Помогите пожалуйста эту решить систему x+y=1 и x^2+y^2=1

Solving the System of Equations x + y = 1 and x^2 + y^2 = 1

To solve the system of equations x + y = 1 and x^2 + y^2 = 1, we can use substitution or elimination methods to find the values of x and y that satisfy both equations.

Let's start by using the substitution method to solve the system of equations.

Substitution Method:

We can solve the first equation for y in terms of x: y = 1 - x.

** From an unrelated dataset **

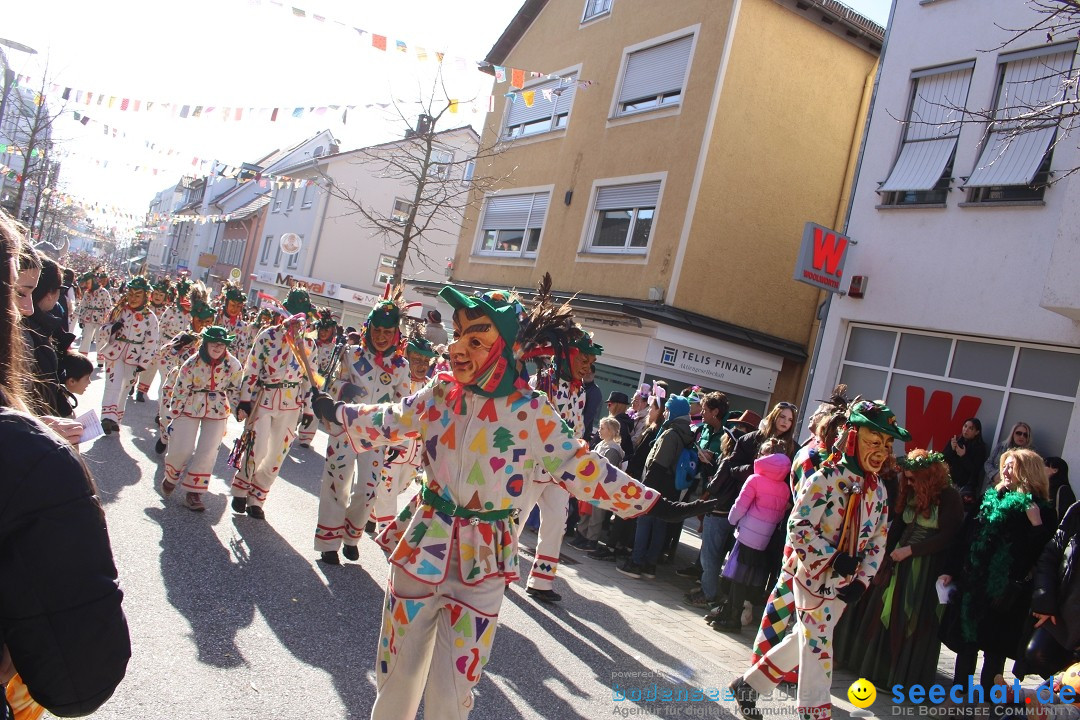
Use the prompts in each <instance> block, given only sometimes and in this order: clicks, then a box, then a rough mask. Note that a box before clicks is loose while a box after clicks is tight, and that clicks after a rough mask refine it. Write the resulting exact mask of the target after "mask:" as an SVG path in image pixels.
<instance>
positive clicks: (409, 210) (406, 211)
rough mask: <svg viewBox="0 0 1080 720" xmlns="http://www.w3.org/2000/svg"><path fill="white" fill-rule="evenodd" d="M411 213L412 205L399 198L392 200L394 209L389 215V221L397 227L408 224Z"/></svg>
mask: <svg viewBox="0 0 1080 720" xmlns="http://www.w3.org/2000/svg"><path fill="white" fill-rule="evenodd" d="M411 212H413V203H410V202H409V201H407V200H402V199H401V198H399V199H396V200H394V209H393V212H392V213H390V220H391V221H392V222H396V223H397V225H405V223H406V222H408V216H409V214H410V213H411Z"/></svg>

Now we can substitute this expression for y into the second equation: x^2 + (1 - x)^2 = 1.

Solving this equation will give us the values of x that satisfy both equations.

Solution:

The solutions to the system of equations are the values of x and y that satisfy both equations.

Let's solve the equation x^2 + (1 - x)^2 = 1 to find the values of x that satisfy the system of equations.

Calculating the Values of x:

Using the equation x^2 + (1 - x)^2 = 1, we can solve for x: x^2 + 1 - 2x + x^2 = 1, 2x^2 - 2x = 0, 2x(x - 1) = 0.

This equation has two solutions for x: x = 0 and x = 1.

Calculating the Values of y:

Now that we have the values of x, we can find the corresponding values of y using the equation y = 1 - x.

When x = 0, y = 1 - 0 = 1. When x = 1, y = 1 - 1 = 0.

Therefore, the solutions to the system of equations are: - When x = 0, y = 1. - When x = 1, y = 0.

These are the values of x and y that satisfy both equations in the system.

I hope this helps! If you have any further questions or need additional assistance, feel free to ask.